El conjunto peruano ya imagina una definición ante el Xeneize y se ilusiona con volver a conquistar la Copa Sudamericana, un torneo que ya ganó en 2003 tras derrotar a River en la final.
La Copa Sudamericana comienza a entrar en su etapa más apasionante y, mientras los equipos buscan avanzar en el certamen, desde Perú ya apareció una declaración que encendió la previa. “Le voy a ganar la final de la Sudamericana a Boca”, fue la contundente frase con la que desde el elenco peruano expresaron su confianza de cara a una eventual definición frente al Xeneize.
El desafío tiene además un antecedente histórico que alimenta la ilusión. El conjunto peruano sueña con repetir la conquista de 2003, cuando consiguió quedarse con la Copa Sudamericana después de superar a River en la serie decisiva.
Aquella consagración permanece como uno de los capítulos más importantes de la historia internacional del club. En aquella oportunidad, el equipo peruano se impuso ante el conjunto dirigido por Manuel Pellegrini y levantó el trofeo en una final que quedó marcada en la memoria de sus hinchas.
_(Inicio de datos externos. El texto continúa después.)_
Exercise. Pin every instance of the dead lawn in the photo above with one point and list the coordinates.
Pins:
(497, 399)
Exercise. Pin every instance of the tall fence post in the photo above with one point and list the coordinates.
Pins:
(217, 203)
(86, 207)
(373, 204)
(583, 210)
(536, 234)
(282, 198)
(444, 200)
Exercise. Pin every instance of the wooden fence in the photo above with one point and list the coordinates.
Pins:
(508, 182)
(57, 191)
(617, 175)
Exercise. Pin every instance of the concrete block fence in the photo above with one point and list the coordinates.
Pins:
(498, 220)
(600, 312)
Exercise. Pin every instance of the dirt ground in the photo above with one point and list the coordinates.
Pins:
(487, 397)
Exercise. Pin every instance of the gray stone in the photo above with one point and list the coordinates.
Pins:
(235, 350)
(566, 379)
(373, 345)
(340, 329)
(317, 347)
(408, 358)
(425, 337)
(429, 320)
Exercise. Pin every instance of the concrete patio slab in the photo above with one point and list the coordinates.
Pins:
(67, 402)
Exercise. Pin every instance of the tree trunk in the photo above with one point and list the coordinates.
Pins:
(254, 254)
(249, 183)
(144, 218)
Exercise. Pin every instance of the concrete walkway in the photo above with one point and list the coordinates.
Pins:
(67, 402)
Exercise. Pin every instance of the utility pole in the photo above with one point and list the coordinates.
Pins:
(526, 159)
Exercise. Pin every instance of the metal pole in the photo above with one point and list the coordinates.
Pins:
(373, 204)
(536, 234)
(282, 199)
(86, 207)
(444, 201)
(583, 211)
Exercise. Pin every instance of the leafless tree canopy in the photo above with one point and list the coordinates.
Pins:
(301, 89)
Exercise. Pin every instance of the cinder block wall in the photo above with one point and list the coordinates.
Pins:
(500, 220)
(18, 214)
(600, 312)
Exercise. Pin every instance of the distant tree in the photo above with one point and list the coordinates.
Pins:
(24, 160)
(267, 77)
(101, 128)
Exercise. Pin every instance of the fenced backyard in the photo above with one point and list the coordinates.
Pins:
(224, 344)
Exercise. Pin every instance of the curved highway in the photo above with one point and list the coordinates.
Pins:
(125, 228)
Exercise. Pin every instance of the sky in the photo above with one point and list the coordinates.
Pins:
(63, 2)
Más de dos décadas después, la ilusión vuelve a aparecer.
Boca, uno de los grandes desafíos
El nombre de Boca genera una motivación especial en cualquier competencia internacional por la historia del club argentino y su extensa trayectoria en torneos continentales.
Por eso, imaginar una final ante el Xeneize representa un desafío de máxima exigencia. El conjunto peruano no se achica y ya avisó que está dispuesto a disputar una hipotética definición con la convicción de quedarse con el título.
La frase “Le voy a ganar la final de la Sudamericana a Boca” rápidamente tomó fuerza por su contundencia y refleja la confianza que existe en el equipo peruano.
Claro que todavía falta un largo camino para que ese enfrentamiento pueda convertirse en realidad. Ambos deberán superar sus respectivos compromisos y avanzar en las distintas instancias del certamen.
Mientras tanto, el antecedente de 2003 sirve como combustible para una ilusión que ya comenzó a instalarse: volver a conquistar la Sudamericana y, esta vez, hacerlo frente a otro gigante del fútbol argentino.